Me lo chiese in modo formalmente ineccepibile ma qualcosa, forse l’angolazione delle sopracciglia brune, forse la luce nella sua espressione, che non era quella del sole, ma quella di un neon da scantinato, mi fece pensare alla malizia.

Ci scambiammo i contatti, “Gastone”, “Lorenza”, me ne andai a seguire un corso sulla scolastica medievale e, sul treno di ritorno, cominciai a fantasticare.

Il tradimento di un’amica, il non poter resistere all’eccitazione e venir meno ai buoni sentimenti, alla lealtà, alle convenzioni sociali, solo per ottenere una reazione neurologica di piacere, pensare che lei fosse tutto questo, mi obbligò a correre nel bagno dell’interregionale perché mi sentivo le mutande scoppiare. Era una di quelle perversioni supreme che non implicano l’utilizzo di complessi strumenti di tortura, perché non c’è nulla di più sporco, sordido, piacevole e vergognoso di un'idea. Ero un filosofo.

“A me, in realtà, piaci tu” le scrivo.

“Anche a me mi fai impazzire, chiamami!” risponde immediatamente.
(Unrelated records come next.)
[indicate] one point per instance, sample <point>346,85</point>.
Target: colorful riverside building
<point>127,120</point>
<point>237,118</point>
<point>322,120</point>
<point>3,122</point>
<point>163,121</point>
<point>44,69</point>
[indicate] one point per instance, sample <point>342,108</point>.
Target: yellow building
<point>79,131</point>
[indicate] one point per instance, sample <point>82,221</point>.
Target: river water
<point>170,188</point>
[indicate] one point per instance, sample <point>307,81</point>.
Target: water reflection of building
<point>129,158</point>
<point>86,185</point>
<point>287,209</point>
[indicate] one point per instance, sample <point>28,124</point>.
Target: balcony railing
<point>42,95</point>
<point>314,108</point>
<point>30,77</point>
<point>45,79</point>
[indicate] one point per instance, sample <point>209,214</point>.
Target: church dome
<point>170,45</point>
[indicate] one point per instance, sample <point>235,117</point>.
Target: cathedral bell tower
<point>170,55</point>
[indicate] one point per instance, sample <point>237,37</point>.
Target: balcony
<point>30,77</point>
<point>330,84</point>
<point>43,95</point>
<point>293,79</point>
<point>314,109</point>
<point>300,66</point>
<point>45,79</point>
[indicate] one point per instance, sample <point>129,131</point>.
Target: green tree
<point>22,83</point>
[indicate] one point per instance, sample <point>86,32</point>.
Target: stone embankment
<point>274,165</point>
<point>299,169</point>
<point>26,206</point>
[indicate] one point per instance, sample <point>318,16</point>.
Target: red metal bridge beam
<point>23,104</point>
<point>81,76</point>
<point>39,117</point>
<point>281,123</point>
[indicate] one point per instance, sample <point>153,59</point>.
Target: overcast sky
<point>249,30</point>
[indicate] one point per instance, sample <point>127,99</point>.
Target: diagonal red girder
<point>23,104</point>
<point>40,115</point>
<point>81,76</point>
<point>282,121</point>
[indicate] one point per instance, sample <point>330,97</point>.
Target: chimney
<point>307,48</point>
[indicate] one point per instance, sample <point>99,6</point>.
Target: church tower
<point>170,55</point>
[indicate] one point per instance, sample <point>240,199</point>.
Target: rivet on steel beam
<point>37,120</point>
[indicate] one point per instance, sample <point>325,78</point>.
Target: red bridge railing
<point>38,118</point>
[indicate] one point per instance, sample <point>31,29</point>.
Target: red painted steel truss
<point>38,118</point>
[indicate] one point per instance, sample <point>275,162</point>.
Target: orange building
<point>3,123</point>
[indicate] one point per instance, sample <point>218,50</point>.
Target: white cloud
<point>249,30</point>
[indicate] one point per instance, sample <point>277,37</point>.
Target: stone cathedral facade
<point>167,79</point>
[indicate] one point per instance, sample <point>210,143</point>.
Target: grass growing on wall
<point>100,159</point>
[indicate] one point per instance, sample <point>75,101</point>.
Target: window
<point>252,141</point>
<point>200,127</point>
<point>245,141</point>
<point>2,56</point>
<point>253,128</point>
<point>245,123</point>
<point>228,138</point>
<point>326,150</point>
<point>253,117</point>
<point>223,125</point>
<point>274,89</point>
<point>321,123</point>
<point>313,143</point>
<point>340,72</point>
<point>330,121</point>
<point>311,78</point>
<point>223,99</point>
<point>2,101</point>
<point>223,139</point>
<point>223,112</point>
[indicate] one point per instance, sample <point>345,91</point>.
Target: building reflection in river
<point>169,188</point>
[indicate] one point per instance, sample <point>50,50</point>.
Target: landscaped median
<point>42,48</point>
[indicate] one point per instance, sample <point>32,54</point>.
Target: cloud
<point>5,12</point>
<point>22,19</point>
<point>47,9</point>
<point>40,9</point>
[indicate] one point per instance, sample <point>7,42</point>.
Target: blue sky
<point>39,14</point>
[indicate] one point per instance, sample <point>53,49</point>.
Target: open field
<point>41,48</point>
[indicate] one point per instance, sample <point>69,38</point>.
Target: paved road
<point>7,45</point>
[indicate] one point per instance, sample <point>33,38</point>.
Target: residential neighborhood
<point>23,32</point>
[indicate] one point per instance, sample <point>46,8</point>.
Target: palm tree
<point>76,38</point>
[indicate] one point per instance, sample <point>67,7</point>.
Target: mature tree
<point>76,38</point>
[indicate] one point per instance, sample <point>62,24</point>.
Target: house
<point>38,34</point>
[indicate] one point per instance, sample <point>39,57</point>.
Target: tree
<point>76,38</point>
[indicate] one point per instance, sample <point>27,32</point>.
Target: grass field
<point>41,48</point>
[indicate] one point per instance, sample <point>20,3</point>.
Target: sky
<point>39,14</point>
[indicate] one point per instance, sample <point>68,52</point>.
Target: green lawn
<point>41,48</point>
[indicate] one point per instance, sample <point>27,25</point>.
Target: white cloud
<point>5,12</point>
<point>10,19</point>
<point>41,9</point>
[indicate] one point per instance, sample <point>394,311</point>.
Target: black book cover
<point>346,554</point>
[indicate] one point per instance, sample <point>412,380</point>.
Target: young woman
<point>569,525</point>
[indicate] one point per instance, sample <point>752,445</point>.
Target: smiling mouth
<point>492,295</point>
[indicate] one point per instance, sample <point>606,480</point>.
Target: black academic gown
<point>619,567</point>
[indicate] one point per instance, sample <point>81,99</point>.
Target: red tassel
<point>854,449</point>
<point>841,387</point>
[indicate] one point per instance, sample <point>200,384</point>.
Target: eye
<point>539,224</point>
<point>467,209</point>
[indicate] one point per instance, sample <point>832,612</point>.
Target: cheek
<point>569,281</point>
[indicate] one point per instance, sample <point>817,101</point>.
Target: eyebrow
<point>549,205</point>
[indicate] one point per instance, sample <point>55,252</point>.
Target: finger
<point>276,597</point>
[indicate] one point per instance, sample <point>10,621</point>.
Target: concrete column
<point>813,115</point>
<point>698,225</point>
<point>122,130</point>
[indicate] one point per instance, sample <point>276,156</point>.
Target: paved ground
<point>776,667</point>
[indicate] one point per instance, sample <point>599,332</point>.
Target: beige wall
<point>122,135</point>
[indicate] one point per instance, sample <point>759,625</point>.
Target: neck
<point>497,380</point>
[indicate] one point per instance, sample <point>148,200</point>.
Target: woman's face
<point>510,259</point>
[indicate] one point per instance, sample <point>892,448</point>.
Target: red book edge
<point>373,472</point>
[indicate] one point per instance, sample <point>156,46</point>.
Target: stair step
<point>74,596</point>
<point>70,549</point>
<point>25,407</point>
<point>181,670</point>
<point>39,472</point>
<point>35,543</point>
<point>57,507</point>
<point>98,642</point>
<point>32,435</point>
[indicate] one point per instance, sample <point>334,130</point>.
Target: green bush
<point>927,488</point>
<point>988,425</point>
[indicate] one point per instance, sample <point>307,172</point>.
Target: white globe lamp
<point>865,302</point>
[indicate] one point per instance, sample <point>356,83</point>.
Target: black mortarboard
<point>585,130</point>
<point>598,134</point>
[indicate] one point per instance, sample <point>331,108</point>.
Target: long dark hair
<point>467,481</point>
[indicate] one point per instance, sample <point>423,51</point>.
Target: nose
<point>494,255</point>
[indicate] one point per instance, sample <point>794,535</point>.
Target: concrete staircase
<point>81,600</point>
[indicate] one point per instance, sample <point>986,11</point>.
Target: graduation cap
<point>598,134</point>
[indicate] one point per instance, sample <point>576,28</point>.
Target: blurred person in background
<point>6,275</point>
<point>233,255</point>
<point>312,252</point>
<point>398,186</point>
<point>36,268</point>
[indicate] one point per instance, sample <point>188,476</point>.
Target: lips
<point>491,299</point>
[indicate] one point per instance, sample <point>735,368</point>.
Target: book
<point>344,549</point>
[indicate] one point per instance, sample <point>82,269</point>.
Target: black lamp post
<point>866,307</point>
Torno nel bagno un’altra volta, mi slaccio la cintura e la chiamo.

Mi racconta che la sua amica è una buona amica, che l’ha aiutata in parecchi esami, perché lei ha sempre lavorato in birreria ad Asolo, quindi ha avuto meno tempo per studiare, che quando supera un esame va a festeggiare da Mac Donald, che però la sua amica a volte è stata anche stronza, che non l’ha fatta copiare nello scritto di filologia romanza, che le rinfaccia di essere un peso morto, che forse si vendica perché lei è più carina.
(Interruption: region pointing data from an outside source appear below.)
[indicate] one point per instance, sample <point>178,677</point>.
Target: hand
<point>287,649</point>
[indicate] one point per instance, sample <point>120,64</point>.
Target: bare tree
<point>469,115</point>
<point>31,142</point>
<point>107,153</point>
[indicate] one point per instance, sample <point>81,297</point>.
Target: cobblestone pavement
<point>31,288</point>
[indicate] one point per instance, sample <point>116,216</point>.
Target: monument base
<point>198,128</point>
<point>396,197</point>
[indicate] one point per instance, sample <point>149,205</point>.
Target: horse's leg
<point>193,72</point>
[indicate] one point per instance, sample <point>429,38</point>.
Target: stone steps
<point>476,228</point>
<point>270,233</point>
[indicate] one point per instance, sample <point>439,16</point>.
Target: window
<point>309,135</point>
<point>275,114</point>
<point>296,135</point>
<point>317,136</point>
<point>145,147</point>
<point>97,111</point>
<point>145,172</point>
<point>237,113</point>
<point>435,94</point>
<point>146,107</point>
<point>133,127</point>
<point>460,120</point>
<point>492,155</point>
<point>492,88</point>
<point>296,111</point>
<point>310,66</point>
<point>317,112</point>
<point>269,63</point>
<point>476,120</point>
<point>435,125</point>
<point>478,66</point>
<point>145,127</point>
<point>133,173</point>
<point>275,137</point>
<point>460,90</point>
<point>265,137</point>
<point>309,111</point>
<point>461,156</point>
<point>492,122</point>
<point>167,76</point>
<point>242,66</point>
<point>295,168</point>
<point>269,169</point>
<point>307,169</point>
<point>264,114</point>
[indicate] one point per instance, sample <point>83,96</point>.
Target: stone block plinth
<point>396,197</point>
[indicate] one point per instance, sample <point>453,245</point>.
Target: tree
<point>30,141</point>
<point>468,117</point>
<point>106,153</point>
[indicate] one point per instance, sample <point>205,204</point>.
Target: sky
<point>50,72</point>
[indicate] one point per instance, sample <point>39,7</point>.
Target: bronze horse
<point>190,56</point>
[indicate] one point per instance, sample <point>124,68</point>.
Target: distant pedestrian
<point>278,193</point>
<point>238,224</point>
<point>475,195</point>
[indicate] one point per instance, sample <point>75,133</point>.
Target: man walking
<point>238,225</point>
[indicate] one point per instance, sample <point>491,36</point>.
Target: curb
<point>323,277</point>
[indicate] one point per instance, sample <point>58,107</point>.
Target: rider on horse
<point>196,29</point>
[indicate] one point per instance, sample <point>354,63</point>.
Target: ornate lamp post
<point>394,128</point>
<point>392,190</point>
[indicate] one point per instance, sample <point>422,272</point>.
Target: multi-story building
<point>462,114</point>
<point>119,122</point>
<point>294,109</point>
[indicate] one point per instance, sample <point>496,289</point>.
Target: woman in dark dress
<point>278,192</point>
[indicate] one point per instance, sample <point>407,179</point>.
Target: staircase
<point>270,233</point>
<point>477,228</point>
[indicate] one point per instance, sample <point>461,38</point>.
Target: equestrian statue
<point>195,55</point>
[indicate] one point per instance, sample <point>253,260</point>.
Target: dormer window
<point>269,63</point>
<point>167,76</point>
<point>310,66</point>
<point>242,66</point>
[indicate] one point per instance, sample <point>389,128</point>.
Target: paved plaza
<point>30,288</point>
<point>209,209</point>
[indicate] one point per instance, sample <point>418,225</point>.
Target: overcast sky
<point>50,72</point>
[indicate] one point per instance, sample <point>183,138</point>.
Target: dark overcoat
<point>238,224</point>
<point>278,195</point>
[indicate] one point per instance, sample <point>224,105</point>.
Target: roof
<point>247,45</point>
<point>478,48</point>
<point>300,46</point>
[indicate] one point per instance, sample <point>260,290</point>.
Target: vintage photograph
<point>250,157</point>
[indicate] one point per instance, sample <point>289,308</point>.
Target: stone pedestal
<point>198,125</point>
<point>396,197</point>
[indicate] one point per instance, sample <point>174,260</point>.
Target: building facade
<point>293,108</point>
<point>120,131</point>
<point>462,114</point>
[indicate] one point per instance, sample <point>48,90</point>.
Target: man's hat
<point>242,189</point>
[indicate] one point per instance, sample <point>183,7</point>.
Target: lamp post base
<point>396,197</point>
“Hai un culetto che mi fa morire” dico io.

“La mattina sono bruttissima”.

“Se questi sono i parametri, chissà la sera” continuo a toccarmi.

Vengo e riaggancio.

Dopo un paio di giorni la rivedo fuori dalla facoltà. “Aspetta”, dice al tizio con cui parla appena mi nota, e mi viene in contro sorridendomi dritto negli occhi.
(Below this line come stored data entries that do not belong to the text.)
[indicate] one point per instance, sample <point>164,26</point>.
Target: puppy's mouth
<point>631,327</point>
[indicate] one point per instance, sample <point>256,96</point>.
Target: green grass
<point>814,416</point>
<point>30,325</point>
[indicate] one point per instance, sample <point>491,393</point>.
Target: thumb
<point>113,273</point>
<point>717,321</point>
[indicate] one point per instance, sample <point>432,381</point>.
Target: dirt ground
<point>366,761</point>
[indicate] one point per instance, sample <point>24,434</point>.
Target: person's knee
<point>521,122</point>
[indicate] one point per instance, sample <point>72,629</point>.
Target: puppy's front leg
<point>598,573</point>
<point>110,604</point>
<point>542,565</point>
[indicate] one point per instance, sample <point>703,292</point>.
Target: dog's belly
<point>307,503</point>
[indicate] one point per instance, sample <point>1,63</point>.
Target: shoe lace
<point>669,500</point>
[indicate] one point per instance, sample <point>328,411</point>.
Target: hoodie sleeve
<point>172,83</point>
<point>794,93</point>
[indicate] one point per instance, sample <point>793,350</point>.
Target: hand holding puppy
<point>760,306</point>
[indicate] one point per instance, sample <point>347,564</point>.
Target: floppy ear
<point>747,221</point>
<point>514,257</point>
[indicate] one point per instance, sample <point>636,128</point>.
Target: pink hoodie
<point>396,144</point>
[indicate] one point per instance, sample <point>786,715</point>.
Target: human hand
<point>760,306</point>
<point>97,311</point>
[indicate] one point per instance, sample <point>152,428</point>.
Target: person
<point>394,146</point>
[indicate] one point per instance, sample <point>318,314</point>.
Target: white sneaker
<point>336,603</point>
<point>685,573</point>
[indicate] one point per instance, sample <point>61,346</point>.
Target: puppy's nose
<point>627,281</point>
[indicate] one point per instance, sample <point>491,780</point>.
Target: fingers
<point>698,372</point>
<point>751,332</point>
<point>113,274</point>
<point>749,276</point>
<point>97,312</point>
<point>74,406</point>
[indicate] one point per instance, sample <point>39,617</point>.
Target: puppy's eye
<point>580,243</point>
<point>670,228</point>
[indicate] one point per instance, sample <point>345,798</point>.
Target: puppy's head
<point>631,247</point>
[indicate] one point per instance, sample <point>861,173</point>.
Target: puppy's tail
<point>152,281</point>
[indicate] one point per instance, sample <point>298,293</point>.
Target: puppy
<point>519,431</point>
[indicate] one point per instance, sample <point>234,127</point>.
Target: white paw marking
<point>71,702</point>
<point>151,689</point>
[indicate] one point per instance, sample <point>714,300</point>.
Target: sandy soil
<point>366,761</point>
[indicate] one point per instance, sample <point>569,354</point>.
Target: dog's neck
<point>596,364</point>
Due bacini mi sfiorano distrattamente le labbra. Ha le guance bollenti.

“Un altro bacino” dice, e questo è di qualche millimetro più vicino alle mucose. Ho un brivido sulla bocca.

“Finiti i corsi facciamo due passi?” le chiedo.

A ora di pranzo passeggiamo fino al palazzo del Bo, c’è il sole, siamo sudati, lei parla come se fosse tutto normale ma ogni tanto fa uno scarto verso di me e mi sfiora il braccio col seno. Non provo a baciarla come si deve.

“Gliel’ho detto alla mia amica che mi piaci”.

“E lei?”

“Dice che sono una merda.”

“E lo sei. – penso – Ti amo.”

Ci salutiamo.

Nel fine settimana sono al mare con Emma. Dallo sdraio vedo una quarantenne con le tette rifatte, mi assale la voglia di marcio, di malattia, di foie gras, di rimorso.

“Vado al bar a prendere un Calippo” dico a Emma che sta leggendo Topolino.

Dietro le cabine telefono a Lorenza, le dico che ho la ragazza, e lei risponde “problema tuo”. Mi metto dietro a un cespuglio d’alloro, mi tocco.

“Vengo da te domani, dormo lì, così almeno ti vedo di sera.”

“Se mi tiro da strafiga finisce male.”

“Finirà come deve finire”.

Vengo e riaggancio.

Non sarei mai andato. Non l’avrei mai più vista ma tutt’ora, quando sono a corto di idee per masturbarmi, ripenso a quei tre baci sulle guance.